HIV & Aging Clinical Recommendations

Chapter 6

Chronic Obstructive Pulmonary Disease in HIV and Aging

  • PLWH have an increased risk for several non-infected pulmonary conditions including chronic obstructive pulmonary disease (COPD).
     
  • COPD often manifests with radiographic emphysema in PLWH, and symptoms of COPD including cough and sputum production are more frequent in PLWH compared to persons without HIV.
     
  • As in persons without HIV, cigarette smoking is a major risk factor for COPD among PLWH, and supporting smoking cessation should be a high clinical priority in caring for PLWH.
     
  • In the absence of data from randomized, controlled trials studying the treatment of COPD in PLWH, current therapy of COPD in PLWH should follow the management guidelines proposed for the general population.
     
  • A careful review of drug-drug interactions between antiretrovirals used to treat HIV and controller medications or COPD is required. Individualized considerations of benefits and toxicities of therapies is also needed amongst PWH, particularly with regard to use of inhaled corticosteroids and their association with an increased risk of pneumonia.
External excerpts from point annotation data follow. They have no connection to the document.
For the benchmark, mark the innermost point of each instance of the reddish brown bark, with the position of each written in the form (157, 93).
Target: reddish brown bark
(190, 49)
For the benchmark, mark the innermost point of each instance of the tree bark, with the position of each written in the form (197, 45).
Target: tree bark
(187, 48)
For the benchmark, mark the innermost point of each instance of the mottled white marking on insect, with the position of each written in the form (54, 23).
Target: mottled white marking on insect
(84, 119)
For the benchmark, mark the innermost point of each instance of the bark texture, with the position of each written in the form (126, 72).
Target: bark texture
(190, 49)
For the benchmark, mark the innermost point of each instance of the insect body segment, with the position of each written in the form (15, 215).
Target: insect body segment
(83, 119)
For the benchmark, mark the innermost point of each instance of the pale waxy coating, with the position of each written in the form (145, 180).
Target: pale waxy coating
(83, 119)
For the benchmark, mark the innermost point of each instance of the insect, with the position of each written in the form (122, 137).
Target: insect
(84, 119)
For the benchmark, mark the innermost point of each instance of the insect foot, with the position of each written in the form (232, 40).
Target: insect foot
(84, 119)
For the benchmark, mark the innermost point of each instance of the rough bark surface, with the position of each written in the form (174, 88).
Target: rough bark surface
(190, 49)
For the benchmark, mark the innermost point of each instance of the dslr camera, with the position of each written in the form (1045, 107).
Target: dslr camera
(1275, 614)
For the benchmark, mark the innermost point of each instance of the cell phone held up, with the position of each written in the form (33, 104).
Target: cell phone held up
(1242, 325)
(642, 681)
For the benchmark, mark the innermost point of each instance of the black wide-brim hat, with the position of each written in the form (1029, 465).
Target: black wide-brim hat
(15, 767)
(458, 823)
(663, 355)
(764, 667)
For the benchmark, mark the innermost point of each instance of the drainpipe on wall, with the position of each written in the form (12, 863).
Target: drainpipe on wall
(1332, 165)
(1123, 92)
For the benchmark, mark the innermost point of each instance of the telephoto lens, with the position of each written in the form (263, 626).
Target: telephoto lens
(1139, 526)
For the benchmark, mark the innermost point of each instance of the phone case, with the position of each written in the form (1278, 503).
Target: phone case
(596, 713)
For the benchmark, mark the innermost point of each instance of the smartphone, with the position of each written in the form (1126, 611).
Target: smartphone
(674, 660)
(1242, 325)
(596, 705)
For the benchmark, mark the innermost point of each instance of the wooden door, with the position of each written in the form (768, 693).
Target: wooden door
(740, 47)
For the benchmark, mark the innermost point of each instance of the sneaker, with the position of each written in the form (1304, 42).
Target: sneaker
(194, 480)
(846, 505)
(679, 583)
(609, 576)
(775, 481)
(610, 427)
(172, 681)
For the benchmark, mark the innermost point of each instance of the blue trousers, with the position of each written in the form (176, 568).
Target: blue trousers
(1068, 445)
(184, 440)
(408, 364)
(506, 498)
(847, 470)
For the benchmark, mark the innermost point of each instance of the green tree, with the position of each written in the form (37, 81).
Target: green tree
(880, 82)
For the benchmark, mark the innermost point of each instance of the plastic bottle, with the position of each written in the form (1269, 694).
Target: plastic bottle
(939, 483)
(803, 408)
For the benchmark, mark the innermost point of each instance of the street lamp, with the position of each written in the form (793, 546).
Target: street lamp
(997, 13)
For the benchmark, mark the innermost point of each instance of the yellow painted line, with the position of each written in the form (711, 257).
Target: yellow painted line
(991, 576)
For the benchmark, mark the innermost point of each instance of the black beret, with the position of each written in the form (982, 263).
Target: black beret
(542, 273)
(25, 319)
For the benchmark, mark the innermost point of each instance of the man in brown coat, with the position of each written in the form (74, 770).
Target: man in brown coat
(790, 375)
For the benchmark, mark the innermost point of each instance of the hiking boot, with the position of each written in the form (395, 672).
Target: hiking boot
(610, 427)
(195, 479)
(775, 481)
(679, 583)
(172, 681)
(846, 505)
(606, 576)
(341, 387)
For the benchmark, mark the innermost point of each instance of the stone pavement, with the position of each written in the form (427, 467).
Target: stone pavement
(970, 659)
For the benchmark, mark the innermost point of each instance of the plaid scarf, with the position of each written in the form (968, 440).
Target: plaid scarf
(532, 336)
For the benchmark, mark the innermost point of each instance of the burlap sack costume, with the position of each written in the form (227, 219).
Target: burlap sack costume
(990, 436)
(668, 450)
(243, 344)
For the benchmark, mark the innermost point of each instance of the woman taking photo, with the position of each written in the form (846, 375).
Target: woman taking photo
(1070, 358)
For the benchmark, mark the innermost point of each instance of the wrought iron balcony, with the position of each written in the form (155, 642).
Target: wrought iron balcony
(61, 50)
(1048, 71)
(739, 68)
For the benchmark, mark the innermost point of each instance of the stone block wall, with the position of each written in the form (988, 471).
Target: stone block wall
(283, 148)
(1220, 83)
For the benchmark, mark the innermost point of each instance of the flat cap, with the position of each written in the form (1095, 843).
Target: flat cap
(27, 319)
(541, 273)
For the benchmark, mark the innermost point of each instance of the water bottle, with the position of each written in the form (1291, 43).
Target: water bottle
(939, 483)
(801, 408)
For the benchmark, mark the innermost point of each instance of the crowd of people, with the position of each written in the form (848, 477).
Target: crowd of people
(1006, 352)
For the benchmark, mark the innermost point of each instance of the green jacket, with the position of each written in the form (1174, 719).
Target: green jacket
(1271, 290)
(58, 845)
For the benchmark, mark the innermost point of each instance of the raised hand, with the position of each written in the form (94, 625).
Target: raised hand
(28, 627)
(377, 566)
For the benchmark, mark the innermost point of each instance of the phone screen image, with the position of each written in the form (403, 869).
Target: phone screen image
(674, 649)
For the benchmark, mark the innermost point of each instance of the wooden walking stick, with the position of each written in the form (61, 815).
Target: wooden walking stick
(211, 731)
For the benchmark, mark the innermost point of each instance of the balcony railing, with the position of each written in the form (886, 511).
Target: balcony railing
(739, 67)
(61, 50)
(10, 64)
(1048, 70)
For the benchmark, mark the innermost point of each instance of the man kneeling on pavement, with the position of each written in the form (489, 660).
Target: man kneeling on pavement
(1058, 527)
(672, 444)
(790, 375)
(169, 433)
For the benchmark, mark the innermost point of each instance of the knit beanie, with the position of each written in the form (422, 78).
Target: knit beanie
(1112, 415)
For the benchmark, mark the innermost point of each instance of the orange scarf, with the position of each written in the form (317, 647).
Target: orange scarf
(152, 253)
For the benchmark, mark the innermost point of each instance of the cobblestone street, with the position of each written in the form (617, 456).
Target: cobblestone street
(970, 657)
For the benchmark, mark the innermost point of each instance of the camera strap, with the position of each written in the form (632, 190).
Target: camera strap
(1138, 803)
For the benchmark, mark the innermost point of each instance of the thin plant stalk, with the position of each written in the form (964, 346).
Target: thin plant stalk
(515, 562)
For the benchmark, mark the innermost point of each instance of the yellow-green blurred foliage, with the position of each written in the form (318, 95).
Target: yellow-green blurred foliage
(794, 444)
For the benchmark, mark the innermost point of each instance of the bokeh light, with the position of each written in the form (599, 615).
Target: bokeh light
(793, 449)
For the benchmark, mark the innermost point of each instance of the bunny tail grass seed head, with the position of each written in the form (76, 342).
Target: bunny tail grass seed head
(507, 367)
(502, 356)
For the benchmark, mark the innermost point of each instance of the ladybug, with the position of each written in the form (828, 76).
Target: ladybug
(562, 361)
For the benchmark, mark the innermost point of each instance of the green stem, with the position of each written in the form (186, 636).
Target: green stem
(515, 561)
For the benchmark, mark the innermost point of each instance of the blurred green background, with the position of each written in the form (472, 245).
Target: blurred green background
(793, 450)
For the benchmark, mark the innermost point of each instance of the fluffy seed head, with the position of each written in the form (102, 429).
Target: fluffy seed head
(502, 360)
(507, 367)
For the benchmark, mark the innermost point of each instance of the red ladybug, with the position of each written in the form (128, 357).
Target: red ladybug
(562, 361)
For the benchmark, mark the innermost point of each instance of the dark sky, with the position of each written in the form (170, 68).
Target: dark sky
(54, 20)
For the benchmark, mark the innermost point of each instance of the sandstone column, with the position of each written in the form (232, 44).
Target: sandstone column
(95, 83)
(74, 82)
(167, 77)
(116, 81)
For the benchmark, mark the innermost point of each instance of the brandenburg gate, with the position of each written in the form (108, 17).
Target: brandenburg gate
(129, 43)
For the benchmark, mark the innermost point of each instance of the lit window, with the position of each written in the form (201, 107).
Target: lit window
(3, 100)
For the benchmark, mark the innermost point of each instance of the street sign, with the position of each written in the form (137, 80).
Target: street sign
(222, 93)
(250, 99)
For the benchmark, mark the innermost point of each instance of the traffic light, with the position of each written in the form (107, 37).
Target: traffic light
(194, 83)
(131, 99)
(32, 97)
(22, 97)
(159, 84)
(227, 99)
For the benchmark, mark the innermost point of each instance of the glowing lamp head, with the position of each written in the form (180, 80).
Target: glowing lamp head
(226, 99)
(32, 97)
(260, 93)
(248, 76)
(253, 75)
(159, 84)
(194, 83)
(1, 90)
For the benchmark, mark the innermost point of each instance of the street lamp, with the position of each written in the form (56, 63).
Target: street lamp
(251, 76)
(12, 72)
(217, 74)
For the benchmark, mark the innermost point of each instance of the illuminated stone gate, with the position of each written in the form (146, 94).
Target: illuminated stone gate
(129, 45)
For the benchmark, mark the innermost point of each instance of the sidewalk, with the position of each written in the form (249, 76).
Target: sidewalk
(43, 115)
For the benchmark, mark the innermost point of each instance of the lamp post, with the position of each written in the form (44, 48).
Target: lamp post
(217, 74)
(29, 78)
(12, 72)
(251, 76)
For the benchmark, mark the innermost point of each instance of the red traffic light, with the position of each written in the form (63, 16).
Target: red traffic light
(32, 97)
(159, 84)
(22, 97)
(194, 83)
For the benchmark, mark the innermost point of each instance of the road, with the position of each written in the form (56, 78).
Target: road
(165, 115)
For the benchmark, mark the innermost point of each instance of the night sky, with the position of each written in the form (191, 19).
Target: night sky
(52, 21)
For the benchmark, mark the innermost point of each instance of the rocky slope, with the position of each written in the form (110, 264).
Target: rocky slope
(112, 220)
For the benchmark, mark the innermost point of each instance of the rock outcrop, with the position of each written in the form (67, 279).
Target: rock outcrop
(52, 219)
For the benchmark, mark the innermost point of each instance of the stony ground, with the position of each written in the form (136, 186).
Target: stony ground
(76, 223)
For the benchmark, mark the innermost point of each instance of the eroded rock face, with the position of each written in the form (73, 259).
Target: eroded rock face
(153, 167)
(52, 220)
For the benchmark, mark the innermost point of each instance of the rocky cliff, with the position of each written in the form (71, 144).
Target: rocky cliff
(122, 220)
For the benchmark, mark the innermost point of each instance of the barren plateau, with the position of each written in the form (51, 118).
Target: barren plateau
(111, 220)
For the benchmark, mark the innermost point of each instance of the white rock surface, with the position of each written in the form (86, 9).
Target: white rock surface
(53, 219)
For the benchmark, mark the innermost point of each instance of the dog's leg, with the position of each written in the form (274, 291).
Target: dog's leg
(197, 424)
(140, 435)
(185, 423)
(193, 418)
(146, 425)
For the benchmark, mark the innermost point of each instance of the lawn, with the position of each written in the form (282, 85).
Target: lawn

According to the Global Initiative for Chronic Obstructive Lung Diseases (GOLD), COPD is “characterized by persistent respiratory symptoms and airflow limitation that is due to airway and/or alveolar abnormalities usually caused by significant exposures to noxious particles or gases.”(GOLD 2020) COPD is common in PLWH, diagnosed in approximately 15-20%. HIV appears to increase risk for COPD.(Diaz, Clanton et al. 1992, Crothers, Butt et al. 2006, Crothers, Huang et al. 2011, Makinson, Hayot et al. 2018) Although not all studies have found a significant difference in the prevalence of COPD amongst those with and without HIV,(Ronit, Lundgren et al. 2018, Verboeket, Wit et al. 2019) a systematic review and meta-analysis of 30 studies found that the prevalence of COPD was significantly higher in PLWH than in persons without HIV, even after adjusting for cigarette smoking.(Bigna, Kenne et al. 2018)

Emphysema is a frequent manifestation of COPD in PLWH.(Diaz, King et al. 2000, Attia, Akgun et al. 2014, Guaraldi, Besutti et al. 2014) In a Veterans Affairs (VA)-based study, emphysema in PLWH was more severe and diffuse when compared to uninfected persons.(Attia, Akgun et al. 2014) Although HIV was not associated with an increased risk of emphysema in a Danish study (Ronit, Kristensen et al. 2018), the individuals without HIV in this study were significantly older than those with HIV. Further, the PLWH had ART initiated early and had higher CD4+ cell counts than those in the VA-based study. HIV is also associated with a greater risk of chronic bronchitis, another major subtype of COPD that is defined by the presence of cough with sputum production for three months for two consecutive years or more.(Diaz, Wewers et al. 2003)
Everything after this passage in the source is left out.